Maybe it’s time to tell your friend she’s fat.
I’m not giving you permission to tell your best friend that she’s a lazy slob, in hopes that she’ll cry into a tub of Ben & Jerry’s about it. But it is time that we all stop allowing our loved ones to make bad decisions and appear to accept it. Now we all know that people are entitled to live their lives the way they see fit, and you can’t force someone’s hand. However, if you love them, you need to tell the truth- even if the truth is that they’re an idiot. Have you ever found yourself saying to a friend “I don’t agree with what you’re doing, but I respect your decision and I’ll be here for you no matter what”? Well, it’s time to take the RESPECK out, and tell your loved one that they’ve lost their natural minds.
This idea came about when I was a very harsh critic to a friend of mine a few months ago. I frankly stated that their behavior was ridiculous, and that I disagreed with their actions regarding a relationship issue. I told this person they were being a complete idiot, and that if they didn’t want to be unhappy forever, they needed to start making the right choices. This person took everything in stride and thanked me for being so frank with them. Even when I assumed they may not want to talk to me again, they were appreciative of my wealth of wisdom, and said I should write about keepin’ it real.

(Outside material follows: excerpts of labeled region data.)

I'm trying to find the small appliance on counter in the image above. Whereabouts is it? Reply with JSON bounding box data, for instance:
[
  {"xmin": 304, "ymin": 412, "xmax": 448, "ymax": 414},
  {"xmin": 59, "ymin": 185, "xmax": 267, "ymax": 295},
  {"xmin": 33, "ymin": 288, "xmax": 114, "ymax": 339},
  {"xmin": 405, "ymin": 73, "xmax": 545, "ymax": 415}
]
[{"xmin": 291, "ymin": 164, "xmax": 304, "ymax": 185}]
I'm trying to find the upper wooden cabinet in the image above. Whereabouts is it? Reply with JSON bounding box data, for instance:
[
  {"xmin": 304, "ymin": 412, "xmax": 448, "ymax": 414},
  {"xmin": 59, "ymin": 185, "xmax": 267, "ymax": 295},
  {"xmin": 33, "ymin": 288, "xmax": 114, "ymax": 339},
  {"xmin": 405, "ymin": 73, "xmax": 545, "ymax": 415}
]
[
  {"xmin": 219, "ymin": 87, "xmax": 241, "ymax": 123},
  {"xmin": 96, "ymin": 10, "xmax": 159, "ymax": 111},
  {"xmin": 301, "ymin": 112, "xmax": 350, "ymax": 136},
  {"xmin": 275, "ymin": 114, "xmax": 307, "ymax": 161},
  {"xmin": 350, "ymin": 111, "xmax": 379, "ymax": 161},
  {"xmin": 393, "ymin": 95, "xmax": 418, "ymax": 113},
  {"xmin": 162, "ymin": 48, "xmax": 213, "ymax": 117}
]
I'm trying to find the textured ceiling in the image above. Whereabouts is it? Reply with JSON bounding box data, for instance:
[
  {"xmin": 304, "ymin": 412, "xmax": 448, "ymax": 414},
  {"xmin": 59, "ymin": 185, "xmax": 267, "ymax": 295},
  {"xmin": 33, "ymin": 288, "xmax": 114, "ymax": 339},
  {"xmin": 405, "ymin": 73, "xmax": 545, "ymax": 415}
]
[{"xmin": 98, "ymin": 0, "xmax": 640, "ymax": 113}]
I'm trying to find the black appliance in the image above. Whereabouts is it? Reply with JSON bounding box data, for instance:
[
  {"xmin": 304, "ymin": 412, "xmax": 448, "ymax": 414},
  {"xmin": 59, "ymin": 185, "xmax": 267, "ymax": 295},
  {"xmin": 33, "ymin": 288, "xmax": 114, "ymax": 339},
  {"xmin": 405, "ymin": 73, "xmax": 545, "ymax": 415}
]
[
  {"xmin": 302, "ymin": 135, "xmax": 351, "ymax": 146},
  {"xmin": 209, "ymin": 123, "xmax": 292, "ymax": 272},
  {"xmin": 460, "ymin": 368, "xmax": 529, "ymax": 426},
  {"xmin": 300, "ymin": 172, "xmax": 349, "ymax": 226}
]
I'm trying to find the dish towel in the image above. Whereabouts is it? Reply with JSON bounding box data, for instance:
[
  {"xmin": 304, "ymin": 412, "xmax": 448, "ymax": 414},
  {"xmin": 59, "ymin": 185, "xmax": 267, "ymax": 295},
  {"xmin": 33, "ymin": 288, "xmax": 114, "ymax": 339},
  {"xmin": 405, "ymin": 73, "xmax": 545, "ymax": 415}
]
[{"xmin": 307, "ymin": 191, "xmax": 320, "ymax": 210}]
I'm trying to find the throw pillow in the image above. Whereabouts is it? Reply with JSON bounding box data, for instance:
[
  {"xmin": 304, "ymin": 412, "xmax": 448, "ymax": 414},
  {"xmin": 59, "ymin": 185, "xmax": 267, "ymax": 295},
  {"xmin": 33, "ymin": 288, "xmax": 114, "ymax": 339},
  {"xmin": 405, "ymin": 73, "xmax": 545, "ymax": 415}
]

Guess what, everyone? You’re allowed to disagree with the people who are the closest to you. It’s also okay to not support the decisions they make that ruins their lives and still love them (and vice versa). You’d be surprised how many people actually need to hear a bit of harsh reality from a homie in order to change their behavior. Let’s go back to our friend who likes to eat. If you have a best friend who has terrible eating habits, seems not care about her health, and doesn’t work out, it’s okay to tell her she needs to put the sandwiches down. Sure, she may be offended initially, but if you tell her how much you care for her and want to see her live long enough to be featured on the Today Show in 70 years, she’ll probably understand. We need to stop being afraid to lose friendships over telling people the truth. If your friendship is pure and genuine, these types of conversations shouldn’t be an issue.
I am a poster-child for this type of communication, and I thank my friends for it. I often like to make the same mistakes (mostly with men) multiple times, just to ensure that they’re terrible decisions. My friends have kindly advised me that I’m insane and the choices I have made have ultimately placed where I am today. No one sugar-coated their words, telling me that they would go along with my decisions. I received a swift kick to the ass, telling me to get my shit together, otherwise I might as well get ready for my cats. When you hear this type of feedback, initially you’re upset, mumbling to no one that you can do whatever you want. Then you start to realize, “Hey, maybe Mary is right. I should stop letting my ex-boyfriend back in my life. Nothing good ever will come from it. And she was also right about eating Lay’s Potato Chips. I love her.” I once had a friend call me during her wedding weekend, all because she found out I did something stupid. She angrily told me she loved me, but that I was a fool to continue my shenanigans, and hoped that I would soon get my act together. I did, and I am forever grateful to her-and so is my heart.
So if your friend complains she can’t fit in her jeans, but always want to go to the buffet, say something. Have a girlfriend who can’t seem to find a man, but won’t talk to anyone under 6 feet? Check her. Know someone who can’t afford to move out of his parent’s house, yet has 50 pairs of Ferragamos? Tell him to GET IT TOGETHER. They all may hate your for about 5 seconds, but they’ll thank you for it. Well, maybe some won’t thank you and might actually stop being your friend, but they suck.